Meskipun perusahaan tersebut merupakan pihak swasta, kejagung tetap mengusut kasus tersebut karena dinilai ada kerugian negara yang terjadi dengan keterlibatan dari bank daerah.
"Karena ada dana yang ditempatkan disana oleh negara dan yang dipisahkan. Nah itu juga bagian dari keuangan negara sebagaimana penjelasan dalam undang-undang 17 ya," jelas Harli.
Dalami Dugaan Korupsi
Penyidik kejagung hingga saat ini masih mendalami dugaan letak terjadinya tindak pidana korupsi tersebut apakah ketika sebelum dinyatakan pailit atau sesudahnya.
Kejagung juga enggan membeberkan pihak-pihak bank daerah yang diduga terlibat.
"Nah inilah yang menjadi hal yang harus digali oleh penyidik untuk melihat apakah ada disitu ada peristiwa pidana berbuatan melawan hukum yang terindikasi merugikan keuangan negara atau daerah," ungkap Harli.
Kejagung Sidik Kasus Dugaan Korupsi Terkait Sritex
Sebelumnya, penyidik pada Jaksa Agung Muda Bidang Tindak Pidana Khusus (Jampidsus) Kejaksaan Agung (Kejagung) tengah melakukan penyidikan kasus dugaan korupsi yang berkaitan dengan perusahaan tekstil PT Sri Rejeki Isman (Sritex).
"Masih penyidikan umum, dalam hal pemberian kredit bank kepada Sritex," jelasnya.
Adapun terkait sejak kapan penyidikan tersebut dimulai, Kapuspenkum belum bisa membeberkannya.
Diketahui, PT Sritex dinyatakan pailit pada bulan Oktober 2024 dan resmi menghentikan operasional per 1 Maret 2025.

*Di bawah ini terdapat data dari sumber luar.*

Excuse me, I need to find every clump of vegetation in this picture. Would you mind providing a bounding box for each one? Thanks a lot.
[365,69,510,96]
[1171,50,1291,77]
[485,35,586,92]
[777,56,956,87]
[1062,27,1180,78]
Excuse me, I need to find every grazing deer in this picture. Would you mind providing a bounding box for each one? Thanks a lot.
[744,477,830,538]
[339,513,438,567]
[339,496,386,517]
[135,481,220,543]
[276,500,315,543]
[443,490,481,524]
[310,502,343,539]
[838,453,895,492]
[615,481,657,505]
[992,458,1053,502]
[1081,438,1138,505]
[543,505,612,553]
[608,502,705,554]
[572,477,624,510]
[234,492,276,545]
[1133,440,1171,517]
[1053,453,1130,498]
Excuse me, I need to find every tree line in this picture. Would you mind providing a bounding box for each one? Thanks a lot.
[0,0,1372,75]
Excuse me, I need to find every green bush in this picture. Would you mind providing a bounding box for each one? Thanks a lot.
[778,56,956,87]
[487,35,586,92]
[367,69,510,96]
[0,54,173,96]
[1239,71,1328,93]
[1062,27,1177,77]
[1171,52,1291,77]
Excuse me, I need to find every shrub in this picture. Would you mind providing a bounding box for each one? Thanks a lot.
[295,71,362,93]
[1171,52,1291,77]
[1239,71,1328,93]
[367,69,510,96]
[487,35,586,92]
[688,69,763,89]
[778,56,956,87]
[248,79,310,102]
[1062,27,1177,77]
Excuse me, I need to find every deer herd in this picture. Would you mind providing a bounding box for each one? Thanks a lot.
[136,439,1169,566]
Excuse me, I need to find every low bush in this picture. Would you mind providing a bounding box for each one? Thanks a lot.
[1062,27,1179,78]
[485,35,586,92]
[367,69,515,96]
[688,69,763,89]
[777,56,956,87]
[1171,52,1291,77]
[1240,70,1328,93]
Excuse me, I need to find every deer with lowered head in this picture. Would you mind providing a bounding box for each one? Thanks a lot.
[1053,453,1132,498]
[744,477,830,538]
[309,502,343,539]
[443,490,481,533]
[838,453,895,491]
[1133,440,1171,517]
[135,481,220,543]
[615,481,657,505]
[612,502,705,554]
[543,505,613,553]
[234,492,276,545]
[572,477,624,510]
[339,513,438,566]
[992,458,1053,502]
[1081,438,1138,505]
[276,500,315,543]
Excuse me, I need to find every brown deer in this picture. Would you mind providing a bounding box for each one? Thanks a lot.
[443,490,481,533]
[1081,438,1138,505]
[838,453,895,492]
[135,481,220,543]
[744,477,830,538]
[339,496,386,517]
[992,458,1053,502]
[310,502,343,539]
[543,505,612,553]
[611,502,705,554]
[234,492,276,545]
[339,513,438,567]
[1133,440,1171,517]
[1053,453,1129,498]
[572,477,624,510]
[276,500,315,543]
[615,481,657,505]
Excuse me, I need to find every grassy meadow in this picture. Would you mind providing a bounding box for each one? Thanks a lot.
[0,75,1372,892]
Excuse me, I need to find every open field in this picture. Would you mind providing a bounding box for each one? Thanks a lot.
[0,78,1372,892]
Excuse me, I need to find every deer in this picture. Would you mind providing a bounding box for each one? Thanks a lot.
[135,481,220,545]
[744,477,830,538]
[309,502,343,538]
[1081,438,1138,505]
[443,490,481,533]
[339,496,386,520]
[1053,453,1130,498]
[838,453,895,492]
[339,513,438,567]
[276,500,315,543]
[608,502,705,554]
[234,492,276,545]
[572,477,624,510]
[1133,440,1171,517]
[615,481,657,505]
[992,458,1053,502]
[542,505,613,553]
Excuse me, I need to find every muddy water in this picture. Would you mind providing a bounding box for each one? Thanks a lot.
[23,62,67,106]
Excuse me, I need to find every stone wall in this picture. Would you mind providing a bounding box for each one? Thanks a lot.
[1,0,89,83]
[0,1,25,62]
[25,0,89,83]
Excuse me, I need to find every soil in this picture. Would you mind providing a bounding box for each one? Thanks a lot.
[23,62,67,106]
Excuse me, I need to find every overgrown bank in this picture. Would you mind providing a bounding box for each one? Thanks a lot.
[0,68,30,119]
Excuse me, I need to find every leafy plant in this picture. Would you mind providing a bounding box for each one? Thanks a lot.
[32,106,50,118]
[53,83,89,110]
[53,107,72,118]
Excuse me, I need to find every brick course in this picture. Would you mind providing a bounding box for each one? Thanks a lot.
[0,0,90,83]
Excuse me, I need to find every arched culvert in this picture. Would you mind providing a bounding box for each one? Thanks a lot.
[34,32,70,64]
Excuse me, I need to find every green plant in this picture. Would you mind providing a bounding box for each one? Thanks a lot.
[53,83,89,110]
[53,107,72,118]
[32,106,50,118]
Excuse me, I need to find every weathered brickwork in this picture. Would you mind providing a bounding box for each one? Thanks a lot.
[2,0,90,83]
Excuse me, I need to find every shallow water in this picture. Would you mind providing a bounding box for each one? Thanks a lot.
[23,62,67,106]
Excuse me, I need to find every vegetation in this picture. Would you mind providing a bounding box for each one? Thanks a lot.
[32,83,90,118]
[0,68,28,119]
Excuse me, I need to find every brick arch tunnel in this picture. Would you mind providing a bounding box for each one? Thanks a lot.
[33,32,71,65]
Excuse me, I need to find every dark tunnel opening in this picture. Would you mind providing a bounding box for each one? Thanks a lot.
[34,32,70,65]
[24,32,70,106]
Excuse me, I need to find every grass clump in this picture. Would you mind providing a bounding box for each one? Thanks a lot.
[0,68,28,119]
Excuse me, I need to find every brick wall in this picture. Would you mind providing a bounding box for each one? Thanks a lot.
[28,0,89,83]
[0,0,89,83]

Kurator kepailitan PT Sritex mencatat tagihan utang dari para kreditur perusahaan tekstil tersebut dengan jumlah mencapai Rp29,8 triliun.
Dalam daftar piutang tetap tersebut tercatat 94 kreditur konkuren, 349 kreditur preferen, serta 22 kreditur separatis.
Kreditur preferen atau kreditur dengan hak mendahului karena sifat piutangnya oleh undang-undang diberi kedudukan istimewa antara lain Kantor Pelayanan Pajak Pratama Sukoharjo, Kantor Bea dan Cukai Surakarta dan Semarang, Kantor Ditjen Bea Cukai Wilayah Jawa Tengah-DIY, serta Kantor Pelayanan Pajak Modal Asing IV.